# What's your favorite Hyatt Vacation Club and why?



## Serina (Jan 5, 2011)

We are thinking about staying at a Hyatt and was wondering which one is your favorite and why...


----------



## mwwich (Jan 7, 2011)

We're new to Hyatt having bought resale last year so we're just beginners, however we have stayed at Coconut Plantation in Bonita Springs, FL about 5 years ago.  Fantastic resort, not a huge facility so it felt very private.  Also located next to a Hyatt hotel and one can use their facilities as well.  Going to Windward Pointe for spring break in March (Key West).


----------



## LovinTheTropics (Jan 7, 2011)

we own at Hyatt High Sierra
love Lake Tahoe as the resort is very close to the water.... a short walk
the resort itself is very isolated from everything else in Tahoe,, so it does have a bit of a rustic feel to it.  Though we own there, it would not be my favorite, that I have visited.

1. Hyatt Grand Aspen -- This is a great place during ski season and the rooms are large and very nice. worth a visit.

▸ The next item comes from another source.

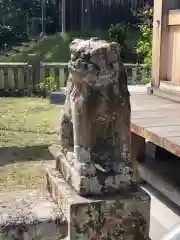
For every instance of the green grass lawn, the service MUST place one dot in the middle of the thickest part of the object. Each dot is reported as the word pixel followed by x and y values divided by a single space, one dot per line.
pixel 55 48
pixel 27 127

2. Hyatt Sedona Pinon Pointe - (only if you get a new building. the older buildings I would rate at the bottom of the Hyatt system... new buildings, put this one near the top for me. I have stayed in both.)

3. Hyatt High Sierra Lodge

4. Hyatt Carmel Highlands Inn -- This property is extremely overrated for the points it takes to stay here. it is off the beaten path. you have to drive everywhere and the rooms are on the level of the old Sedona rooms. I was extremely disappointed when I stayed here.

Those are the only Hyatt's I have been to.
Hoping to get to Northstar and Beaver Creek in the next 3 years.
Trips planned this year to High Sierra Lodge and Aspen.

Hyatt ownership is still a good value if you have points to spend.


----------



## Serina (Jan 8, 2011)

Interesting - thanks for your input! Anyone else have any thoughts?


----------



## dvc_john (Jan 8, 2011)

I've stayed in 11 Hyatt resorts so far, and I like them all.
I own at High Sierra Lodge, but I would have to say my favorite is Coconut Plantation.  While I really like this resort, the pool complex, and the lazy river, probably the main reason I like it so much is that it's so convenient for me.  I go to Florida 3 times a year to Orlando and/or Sanibel, so it's quite easy for me to tack on a stay at Coconut Plantation.

As for Hyatt Aspen: Great resort, but I would be cautious of staying in a studio there.  I stayed there in a split week, part in a studio, and part in a 1 bedroom.  The studio was one of two studios connected to a 1br.  The 1br was huge, the other studio was nice size, but my studio, while very nice, was way too small. Really no place to sit, just a tiny table in the corner with 2 small chairs.
Had to move the chair just to see the TV.  The 1br I had elsewhere in the building was huge.


----------